The last big game I played was a Western called Red Dead Redemption, made by Rockstar, the people who created Grand Theft Auto. I bought it on its release day, May 19, 2010. You are John Marston, a polite whoreson cowboy with virtuous instincts who has done bad things in the past. John is handy with a lasso and he has dirty hair, as does everyone in the game. He collects medicinal herbs like feverfew, he keeps cows from panicking in a storm and running off a cliff, he shoots and skins skunks, wolves, bears, raccoons, vultures, and coyotes—“Ugh, what were you eating?” he mutters to the dead coyote as blood splatters on the screen — and he travels the dry borderlands of Texas and Mexico helping or hurting innocent people: your choice. When he loots a bounty hunter’s corpse, he says, “This ain’t nice, I know.” A kind woman named Bonnie tries to draw him out, but he’s not chatty. “You are being deliberately obscure as a substitute for having a personality,” Bonnie says, as she and John canter around her ranch on horseback.

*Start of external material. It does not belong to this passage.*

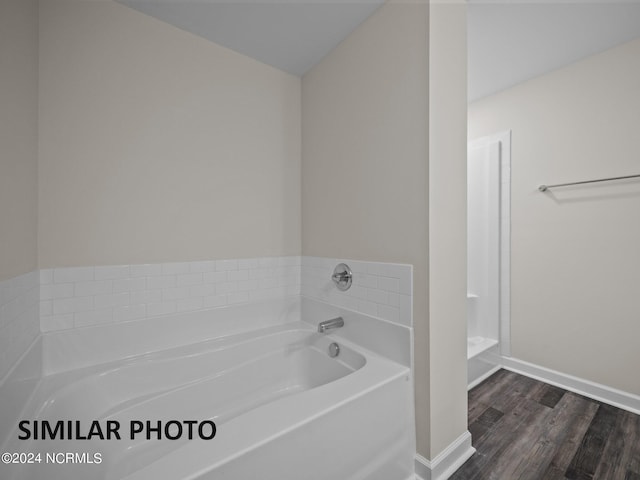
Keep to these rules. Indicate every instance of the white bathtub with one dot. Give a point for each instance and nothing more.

You kill and you die in Red Dead Redemption, of course — with “dead eye” aiming, you can queue up several shots in slow motion, while on horseback — and when you die the word “dead” appears on the screen in fat red cracked letters. But after an exhausting day of shooting and skinning and looting and dying comes the real greatness of this game: you stand outside, off the trail, near Hanging Rock, utterly alone, in the cool, insect-chirping enormity of the scrublands, feeling remorse for your many crimes, with a gigantic predawn moon silvering the cacti and a bounty of several hundred dollars on your head. A map says there’s treasure to be found nearby, and that will happen in time, but the best treasure of all is early sunrise. Red Dead Redemption has some of the finest dawns and dusks in all of moving pictures. Albert Bierstadt couldn’t make morning light look this good. When you do eventually wander back into town, a prostitute pipes up, “I can’t stand to see a man walking around town with such a dry pecker. Can I help?”

So those were the games I tried. They showed me many sights I’m glad I’ve seen, and some I wish I hadn’t seen. I liked Uncharted 2 best, but Red Dead Redemption had the prettiest clouds and hootiest owls, and the taciturn Modern Warfare 2 had the deepest moral snowdrifts. My son has been trying out Crackdown 2, where you leap around a city shooting mutant freaks and collecting energy from green orbs. But he’s playing less now; he’s waiting for September’s release of Halo: Reach, which will let players construct intricately ramped battle structures that hang out over rocky coastlines. I think it’s time for me to take a break. No war, no gods, no bounties, no kill chains, no vengeance. No convoys in Afghanistan. Just end it. Maybe I’ll try a game like Flower, for the PlayStation 3, which is a sort of motocross game for wind and petals. Or even go outside, with my pants legs tucked into my socks so that the midsummer ticks don’t crawl up my legs. I miss grass.